Sodium carbonates are used in the food industry as a leavening agent , acidity regulator or carrier employed, for example in baking powder . They are generally approved in the EU as food additive with the number E 500 without maximum quantity restriction ( quantum satis ) for all foodstuffs and may also be added to organically produced food according to the EC organic regulation .

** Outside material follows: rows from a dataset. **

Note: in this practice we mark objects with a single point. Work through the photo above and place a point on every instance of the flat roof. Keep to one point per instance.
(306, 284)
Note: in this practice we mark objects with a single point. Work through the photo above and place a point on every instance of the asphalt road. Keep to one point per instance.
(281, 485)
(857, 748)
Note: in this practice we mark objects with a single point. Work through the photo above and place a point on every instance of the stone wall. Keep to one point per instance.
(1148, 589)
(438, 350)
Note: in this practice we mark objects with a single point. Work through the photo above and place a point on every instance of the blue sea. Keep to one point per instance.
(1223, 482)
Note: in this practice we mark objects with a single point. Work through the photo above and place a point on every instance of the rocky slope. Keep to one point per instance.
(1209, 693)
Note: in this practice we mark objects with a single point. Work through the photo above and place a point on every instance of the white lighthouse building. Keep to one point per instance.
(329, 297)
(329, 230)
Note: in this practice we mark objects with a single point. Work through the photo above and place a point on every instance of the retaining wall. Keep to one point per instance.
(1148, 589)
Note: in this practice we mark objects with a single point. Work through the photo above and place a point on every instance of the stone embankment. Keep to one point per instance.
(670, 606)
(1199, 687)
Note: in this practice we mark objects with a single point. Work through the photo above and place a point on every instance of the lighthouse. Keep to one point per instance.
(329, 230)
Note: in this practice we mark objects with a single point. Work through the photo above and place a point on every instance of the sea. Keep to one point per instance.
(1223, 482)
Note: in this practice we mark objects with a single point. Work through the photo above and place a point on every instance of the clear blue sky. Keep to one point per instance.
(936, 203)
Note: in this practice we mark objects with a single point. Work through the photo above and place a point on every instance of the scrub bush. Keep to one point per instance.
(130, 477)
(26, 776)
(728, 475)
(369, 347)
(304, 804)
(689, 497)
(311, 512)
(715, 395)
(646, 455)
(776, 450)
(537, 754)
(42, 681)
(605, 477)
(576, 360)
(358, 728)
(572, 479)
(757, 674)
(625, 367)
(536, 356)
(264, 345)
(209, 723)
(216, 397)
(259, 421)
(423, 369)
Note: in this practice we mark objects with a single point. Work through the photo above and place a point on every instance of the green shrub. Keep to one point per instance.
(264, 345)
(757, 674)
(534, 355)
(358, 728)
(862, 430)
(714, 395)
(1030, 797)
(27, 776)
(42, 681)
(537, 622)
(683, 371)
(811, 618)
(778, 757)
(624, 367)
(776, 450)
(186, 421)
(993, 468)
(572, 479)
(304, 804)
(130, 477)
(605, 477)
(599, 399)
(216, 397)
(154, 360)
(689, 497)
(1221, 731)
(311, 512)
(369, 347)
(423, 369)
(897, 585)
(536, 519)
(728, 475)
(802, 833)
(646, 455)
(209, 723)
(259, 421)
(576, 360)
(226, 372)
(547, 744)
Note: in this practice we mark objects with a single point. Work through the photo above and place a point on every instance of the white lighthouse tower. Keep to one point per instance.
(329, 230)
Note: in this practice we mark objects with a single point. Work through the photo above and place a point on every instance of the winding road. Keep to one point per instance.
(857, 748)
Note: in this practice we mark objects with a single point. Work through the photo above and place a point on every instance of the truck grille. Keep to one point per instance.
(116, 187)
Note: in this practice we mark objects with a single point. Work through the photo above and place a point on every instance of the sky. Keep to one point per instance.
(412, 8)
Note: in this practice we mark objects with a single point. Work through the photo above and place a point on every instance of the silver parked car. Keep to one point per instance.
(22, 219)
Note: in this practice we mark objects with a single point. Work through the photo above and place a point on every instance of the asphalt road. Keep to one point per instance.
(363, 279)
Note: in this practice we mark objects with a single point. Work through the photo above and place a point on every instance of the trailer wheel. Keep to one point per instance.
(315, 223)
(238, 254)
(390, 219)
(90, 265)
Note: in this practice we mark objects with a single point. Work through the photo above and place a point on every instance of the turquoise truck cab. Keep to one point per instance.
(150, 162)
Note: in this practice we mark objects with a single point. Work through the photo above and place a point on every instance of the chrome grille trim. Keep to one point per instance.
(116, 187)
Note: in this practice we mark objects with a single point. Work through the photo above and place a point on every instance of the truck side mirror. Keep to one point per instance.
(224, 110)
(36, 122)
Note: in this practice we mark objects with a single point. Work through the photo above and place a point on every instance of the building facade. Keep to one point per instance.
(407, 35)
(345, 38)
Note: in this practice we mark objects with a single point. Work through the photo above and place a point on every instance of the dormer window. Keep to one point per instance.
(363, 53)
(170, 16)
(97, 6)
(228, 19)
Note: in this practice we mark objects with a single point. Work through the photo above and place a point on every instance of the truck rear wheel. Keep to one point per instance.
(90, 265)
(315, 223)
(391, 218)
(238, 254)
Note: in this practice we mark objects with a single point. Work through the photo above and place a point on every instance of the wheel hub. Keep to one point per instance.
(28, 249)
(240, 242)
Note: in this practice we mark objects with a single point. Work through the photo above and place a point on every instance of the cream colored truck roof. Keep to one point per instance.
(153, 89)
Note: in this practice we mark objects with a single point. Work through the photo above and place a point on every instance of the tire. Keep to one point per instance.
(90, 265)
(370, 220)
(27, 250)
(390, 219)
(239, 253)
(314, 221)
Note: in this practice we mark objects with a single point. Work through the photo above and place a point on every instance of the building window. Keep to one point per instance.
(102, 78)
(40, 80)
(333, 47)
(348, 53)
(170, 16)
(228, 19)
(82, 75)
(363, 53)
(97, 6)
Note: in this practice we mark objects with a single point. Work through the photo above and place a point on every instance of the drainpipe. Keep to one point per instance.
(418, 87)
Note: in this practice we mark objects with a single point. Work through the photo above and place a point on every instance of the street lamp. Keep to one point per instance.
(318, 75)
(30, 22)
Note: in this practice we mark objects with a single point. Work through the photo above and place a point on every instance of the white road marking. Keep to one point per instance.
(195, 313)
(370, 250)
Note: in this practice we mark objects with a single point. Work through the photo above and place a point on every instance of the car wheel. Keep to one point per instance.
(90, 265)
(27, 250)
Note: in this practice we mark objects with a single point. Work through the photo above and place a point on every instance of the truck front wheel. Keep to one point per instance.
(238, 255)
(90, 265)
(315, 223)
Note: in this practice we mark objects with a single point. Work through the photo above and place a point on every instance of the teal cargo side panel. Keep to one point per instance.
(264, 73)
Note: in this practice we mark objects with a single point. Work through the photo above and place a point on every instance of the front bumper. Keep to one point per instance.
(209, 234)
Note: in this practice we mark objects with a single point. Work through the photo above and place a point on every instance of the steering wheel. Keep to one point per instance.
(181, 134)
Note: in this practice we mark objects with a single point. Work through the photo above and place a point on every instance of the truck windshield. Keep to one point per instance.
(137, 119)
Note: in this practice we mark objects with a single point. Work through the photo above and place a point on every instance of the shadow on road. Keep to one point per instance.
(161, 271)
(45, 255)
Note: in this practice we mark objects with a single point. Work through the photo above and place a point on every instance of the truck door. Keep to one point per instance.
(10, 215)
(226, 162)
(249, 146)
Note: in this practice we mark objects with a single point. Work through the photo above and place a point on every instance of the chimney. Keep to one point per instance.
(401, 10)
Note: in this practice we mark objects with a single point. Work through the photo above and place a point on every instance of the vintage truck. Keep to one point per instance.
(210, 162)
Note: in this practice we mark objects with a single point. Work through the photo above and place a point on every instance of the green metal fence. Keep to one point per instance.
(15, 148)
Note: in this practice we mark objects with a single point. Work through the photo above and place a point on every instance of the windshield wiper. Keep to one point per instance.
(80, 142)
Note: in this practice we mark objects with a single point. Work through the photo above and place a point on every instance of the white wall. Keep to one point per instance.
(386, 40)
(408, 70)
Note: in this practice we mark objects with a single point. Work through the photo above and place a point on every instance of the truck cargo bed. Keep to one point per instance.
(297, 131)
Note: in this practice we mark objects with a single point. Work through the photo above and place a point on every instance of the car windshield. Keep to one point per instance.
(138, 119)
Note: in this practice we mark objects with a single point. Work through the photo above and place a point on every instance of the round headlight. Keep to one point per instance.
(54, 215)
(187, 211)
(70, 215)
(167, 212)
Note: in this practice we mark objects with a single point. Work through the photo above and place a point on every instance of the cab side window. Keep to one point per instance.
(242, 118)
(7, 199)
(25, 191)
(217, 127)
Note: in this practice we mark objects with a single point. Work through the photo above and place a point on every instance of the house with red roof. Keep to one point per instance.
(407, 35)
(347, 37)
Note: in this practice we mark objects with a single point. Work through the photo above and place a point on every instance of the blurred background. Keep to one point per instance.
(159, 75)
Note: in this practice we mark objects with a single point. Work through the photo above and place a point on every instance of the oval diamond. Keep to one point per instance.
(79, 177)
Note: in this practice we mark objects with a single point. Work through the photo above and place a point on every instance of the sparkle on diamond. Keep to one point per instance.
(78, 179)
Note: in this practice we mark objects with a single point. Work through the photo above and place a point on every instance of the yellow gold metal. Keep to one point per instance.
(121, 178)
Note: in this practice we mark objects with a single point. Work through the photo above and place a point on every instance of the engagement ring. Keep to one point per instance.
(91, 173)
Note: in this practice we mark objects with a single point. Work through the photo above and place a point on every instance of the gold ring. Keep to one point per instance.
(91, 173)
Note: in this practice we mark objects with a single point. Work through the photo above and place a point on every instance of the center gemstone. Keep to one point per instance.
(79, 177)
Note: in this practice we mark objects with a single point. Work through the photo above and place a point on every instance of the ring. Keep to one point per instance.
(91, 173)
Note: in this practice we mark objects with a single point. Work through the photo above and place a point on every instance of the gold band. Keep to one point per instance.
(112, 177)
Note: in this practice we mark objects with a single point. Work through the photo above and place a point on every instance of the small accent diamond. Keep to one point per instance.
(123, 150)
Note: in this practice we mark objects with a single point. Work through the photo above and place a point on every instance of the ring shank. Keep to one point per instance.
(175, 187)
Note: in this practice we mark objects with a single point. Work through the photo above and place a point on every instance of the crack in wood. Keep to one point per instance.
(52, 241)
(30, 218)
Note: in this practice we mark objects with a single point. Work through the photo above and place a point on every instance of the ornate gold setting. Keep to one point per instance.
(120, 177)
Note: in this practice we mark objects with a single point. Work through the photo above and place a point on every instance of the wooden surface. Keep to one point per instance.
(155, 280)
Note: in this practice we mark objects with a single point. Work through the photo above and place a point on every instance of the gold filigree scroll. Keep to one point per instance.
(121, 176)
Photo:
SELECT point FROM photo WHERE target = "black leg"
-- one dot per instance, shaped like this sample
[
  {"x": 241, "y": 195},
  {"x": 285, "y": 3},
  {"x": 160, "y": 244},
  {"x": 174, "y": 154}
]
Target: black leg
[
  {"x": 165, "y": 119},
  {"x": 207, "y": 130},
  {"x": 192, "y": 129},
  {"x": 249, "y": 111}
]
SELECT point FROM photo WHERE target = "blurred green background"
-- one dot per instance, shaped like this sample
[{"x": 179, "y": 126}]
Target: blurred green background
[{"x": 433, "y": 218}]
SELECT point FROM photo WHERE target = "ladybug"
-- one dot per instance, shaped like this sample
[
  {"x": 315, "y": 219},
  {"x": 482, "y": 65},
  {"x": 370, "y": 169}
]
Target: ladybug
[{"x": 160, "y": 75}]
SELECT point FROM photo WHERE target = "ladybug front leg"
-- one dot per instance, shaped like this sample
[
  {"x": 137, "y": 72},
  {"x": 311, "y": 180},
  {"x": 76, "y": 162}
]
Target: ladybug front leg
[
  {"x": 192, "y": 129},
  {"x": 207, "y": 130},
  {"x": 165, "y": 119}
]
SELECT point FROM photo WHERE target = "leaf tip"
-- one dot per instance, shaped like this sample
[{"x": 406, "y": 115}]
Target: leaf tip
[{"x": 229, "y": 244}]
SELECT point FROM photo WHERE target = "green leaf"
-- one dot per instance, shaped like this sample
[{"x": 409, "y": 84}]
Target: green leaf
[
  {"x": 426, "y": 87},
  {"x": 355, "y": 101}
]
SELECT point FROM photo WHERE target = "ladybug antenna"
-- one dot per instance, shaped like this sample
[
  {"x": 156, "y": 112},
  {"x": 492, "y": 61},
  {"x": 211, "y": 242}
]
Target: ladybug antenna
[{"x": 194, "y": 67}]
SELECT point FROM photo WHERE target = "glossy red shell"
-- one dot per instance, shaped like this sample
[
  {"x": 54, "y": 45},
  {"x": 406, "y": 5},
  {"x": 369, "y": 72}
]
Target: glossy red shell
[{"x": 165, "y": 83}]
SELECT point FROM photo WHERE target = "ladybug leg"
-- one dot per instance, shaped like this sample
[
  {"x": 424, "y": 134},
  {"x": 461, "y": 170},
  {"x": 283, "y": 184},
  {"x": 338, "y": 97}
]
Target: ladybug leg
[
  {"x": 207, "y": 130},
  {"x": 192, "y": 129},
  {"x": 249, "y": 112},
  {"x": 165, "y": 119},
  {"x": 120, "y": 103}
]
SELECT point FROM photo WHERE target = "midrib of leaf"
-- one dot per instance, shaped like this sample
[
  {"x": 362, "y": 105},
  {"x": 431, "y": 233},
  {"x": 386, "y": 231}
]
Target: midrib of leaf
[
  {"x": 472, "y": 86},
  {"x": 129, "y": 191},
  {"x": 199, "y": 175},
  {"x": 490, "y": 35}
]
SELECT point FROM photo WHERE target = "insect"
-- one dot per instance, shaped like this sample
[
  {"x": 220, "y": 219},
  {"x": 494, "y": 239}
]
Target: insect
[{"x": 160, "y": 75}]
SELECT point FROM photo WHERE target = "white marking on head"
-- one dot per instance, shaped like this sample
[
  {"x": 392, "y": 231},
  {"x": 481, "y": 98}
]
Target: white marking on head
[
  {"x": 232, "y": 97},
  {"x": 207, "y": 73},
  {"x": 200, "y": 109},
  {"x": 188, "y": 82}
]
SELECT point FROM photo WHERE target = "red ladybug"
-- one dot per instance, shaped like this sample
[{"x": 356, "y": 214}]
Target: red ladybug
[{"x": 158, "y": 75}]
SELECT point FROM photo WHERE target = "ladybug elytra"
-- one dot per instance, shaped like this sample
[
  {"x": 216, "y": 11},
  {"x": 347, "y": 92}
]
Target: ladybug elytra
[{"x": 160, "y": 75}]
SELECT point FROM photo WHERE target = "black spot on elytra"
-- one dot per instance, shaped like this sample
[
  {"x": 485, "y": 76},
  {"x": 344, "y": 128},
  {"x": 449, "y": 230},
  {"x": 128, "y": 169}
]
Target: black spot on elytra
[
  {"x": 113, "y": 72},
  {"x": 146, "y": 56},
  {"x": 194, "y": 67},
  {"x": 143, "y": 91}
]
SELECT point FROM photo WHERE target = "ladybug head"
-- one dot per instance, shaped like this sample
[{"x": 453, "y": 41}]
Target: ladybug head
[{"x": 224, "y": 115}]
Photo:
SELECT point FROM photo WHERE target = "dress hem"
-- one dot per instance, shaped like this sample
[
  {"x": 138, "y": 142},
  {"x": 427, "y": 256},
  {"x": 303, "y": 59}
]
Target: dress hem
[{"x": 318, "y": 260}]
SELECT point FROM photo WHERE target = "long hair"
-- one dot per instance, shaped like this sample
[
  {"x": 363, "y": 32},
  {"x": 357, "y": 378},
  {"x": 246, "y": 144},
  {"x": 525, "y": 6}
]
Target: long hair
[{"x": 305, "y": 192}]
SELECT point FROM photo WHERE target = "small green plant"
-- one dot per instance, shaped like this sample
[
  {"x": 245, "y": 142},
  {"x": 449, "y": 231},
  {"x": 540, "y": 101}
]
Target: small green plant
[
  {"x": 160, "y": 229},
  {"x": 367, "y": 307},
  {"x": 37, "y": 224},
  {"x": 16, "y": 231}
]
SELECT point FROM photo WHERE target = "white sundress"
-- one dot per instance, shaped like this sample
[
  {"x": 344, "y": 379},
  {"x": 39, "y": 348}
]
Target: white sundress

Around 39 million tons of soda were produced worldwide in 1997 . In Germany, the market volume in 1999 was around 2.4 million tons. The largest proportion of soda is consumed by the following five industrial sectors:

Web links

Commons : Sodium Carbonate  - Collection of pictures, videos and audio files

Individual evidence

  1. a b c sodium carbonate, E 500 , In: Lebensmittellexikon.de
  2. Entry on E 500: Sodium carbonates in the European database for food additives, accessed on August 11, 2020.
  3. Entry on SODIUM CARBONATE in the CosIng database of the EU Commission, accessed on February 26, 2020.
  4. a b c d e f g Entry on sodium carbonate in the GESTIS substance database of the IFA , accessed on February 21, 2017(JavaScript required) .
  5. a b c d Sodium carbonate data sheet (PDF) from Merck , accessed on March 18, 2012.
  6. ^ Ray E. Bolz: CRC Handbook of Tables for Applied Engineering Science . CRC Press, 1973, ISBN 978-0-8493-0252-7 , pp. 482 ( limited preview in Google Book search).
  7. Entry on sodium carbonate in the Classification and Labeling Inventory of the European Chemicals Agency (ECHA), accessed on February 1, 2016. Manufacturers or distributors can expand the harmonized classification and labeling .
  8. David R. Lide (Ed.): CRC Handbook of Chemistry and Physics . 90th edition. (Internet version: 2010), CRC Press / Taylor and Francis, Boca Raton, FL, Standard Thermodynamic Properties of Chemical Substances, pp. 5-20.
  9. Explanation of the differences between soda and baking soda, accessed in June 2016
  10. Otto Krätz , Beginnings of Technical Chemistry, in: Armin Hermann , Charlotte Schönbeck, Technology and Science, VDI Verlag 1991, p. 308
  11. Bernhard Neumann (Ed.), Textbook of Chemical Technology and Metallurgy, Volume 1, Springer 1939, p. 364
  12. ^ Arnold F. Holleman, Egon Wiberg: Textbook of inorganic chemistry . Walter de Gruyter, 1995, ISBN 978-3-11-012641-9 , pp. 1182 ( limited preview in Google Book search).
  13. a b c R. E. Dickerson, HB Gray, H.-W. Sighting, MY Darensbourg: "Principles of Chemistry", Verlag Walter de Gruyter 1988, ISBN 9783110099690 , p. 976. ( limited preview in Google book search)
  14. ^ Hermann Schelenz: History of Pharmacy . Springer publishing house. Berlin, Heidelberg. 1904. p. 41. ISBN 978-3-642-52552-0 .
  15. Entry on flux. In: Römpp Online . Georg Thieme Verlag, accessed on March 22, 2011.